Pseudo-random number generators: best practices
1 Implicitly rely on the default random number generator for ease and convenience
In workflows where replicability is not critical or immediately relevant (exploratory, pilot, scaffolding runs, etc.) you can rely on the default random generator being used in the background without explicitly managing it.
using Random
rand(Int, 10)
rand(['A', 'C', 'G', 'T'])2 Explicitly set the default random number generator seed for replicability
In most cases, however, replicability is important.
As discussed in the primer on pseudo-random number generators, the random number “seed” value passed to the algorithm determines the value of every number generated from the algorithm: in a sense, it indexes or selects a specific sequence of pre-determined random outcomes to be used.
Different seed values produce different sequences of random numbers, while conversely, the same seed value repeatedly and reliabily produces the same sequence of randomness across independent runs of the program.

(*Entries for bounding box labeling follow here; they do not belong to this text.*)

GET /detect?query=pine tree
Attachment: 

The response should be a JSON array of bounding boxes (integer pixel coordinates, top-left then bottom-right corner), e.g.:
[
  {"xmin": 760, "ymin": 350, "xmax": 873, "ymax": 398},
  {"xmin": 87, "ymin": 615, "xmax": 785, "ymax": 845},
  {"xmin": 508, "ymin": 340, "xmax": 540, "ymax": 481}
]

This latter is what gives PRNG’s their great utility in many research software applications, and is actually useful in programming and software development as well for debugging purposes: you can only reliably be sure of fixing an error if you can reliably reproduce it to be able to work on it.

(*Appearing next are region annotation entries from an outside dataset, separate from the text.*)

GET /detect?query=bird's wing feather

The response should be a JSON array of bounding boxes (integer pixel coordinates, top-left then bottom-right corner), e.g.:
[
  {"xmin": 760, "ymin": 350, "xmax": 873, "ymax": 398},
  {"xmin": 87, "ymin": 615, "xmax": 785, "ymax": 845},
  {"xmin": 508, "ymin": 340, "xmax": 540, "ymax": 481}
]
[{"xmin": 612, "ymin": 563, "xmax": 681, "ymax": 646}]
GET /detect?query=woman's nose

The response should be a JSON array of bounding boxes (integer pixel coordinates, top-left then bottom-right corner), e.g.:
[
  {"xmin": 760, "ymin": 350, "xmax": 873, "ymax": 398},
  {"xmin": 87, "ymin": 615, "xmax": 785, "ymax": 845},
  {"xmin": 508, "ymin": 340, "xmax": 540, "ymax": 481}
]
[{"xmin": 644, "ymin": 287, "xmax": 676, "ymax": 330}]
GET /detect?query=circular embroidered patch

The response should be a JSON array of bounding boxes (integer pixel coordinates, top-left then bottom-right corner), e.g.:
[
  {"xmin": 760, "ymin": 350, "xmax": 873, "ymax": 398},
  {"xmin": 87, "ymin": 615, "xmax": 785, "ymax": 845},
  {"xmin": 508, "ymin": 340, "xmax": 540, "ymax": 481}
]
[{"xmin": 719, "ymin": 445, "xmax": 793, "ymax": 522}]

You can use default random number implicitly but gain replicability by explicitly setting its seed using the Random.seed! function.
using Random
# Explicitly seed the default random number generator with 42
Random.seed!(42)
# Implict usage of global default random number generator, seed globally set previously
rand(Int, 10)
rand(['A', 'C', 'G', 'T'])As before, when rand is called without a random number generator object as its first argument, the default random number genrator will be used as the source of randomness. However, here we have set the seed for this before hand.

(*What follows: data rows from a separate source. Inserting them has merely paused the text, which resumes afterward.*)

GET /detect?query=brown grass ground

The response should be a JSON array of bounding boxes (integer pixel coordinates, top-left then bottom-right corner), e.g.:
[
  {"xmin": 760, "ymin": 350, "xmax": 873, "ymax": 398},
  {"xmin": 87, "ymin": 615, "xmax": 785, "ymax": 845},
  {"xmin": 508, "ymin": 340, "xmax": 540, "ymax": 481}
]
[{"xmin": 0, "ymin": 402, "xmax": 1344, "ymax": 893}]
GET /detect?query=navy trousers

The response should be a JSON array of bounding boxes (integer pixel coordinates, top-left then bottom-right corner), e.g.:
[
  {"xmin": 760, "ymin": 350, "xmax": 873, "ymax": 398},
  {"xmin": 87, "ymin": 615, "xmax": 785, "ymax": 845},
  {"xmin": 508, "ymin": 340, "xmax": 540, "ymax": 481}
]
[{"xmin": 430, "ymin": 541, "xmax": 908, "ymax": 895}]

3 Explicitly reference the default random number generator for maintainability and extensibility
While implicit usage of the default random number generator is convenient, it is good practice to always be explicit about the random number generator that is being used event if it is the default.
rng = Random.default_rng()
Random.seed!(rng, 42)
rand(rng, Int, 10)
rand(rng, ['A', 'C', 'G', 'T'])Beyond clarity, it also makes it easy to use other random number generators if the need arises.
Furthermore, when writing our own methods for rand, the general principle is that any function doing random sampling should ideally accept an rng::AbstractRNG argument with a default of Random.default_rng(), following the convention used throughout Base and most Julia packages.
4 Ensure randomness across replicates by using time and process id’s as seeds
While replicability is important, at the same time, in almost every case except when actually wanting to reproduce a run for debugging or study purposes, when we are running programs that use these values, we want them to have different random sequences across different independent runs.
A common convention to have a new explicitly-specified random seed on every independent run without needing to change the code (or force the user to type one in) is to use the system time, specified in nanoseconds, time_ns(), (sometimes with the process id, getpid(), added to avoid correlations when executed in bulk in parallel).
using Random
rng = Random.default_rng()
seed = time_ns() + getpid()
@info "Setting random seed: $(seed)"
Random.seed!(seed)5 Explicitly create anmd manage your own random number generators for robust reproducibility and replicability
In the full and final production-grade software, you should design all your programs to (1) optionally take a user-specific random number seed and, if not given, generate your own; (2) report and log the random number seed used; and (3) instantiate and use your own random number generator object in all computation, passing it around to different functions or objects that need them.
using Random
# Instantiate a PRNG using the "Xoshiro" algorithm with the seed value of 42
rng = Random.Xoshiro(42)
# Instantiate a PRNG using the "Mersenne Twister" with the seed value of 1999
rng = Random.MersenneTwister(1999)
# Use `rand` with the `rng` to sample an `Int` (integer) value
rand(rng, Int, 10)
# Use `rand` with the `rng` to sample a random value from the list
rand(rng, ['A', 'C', 'G', 'T'])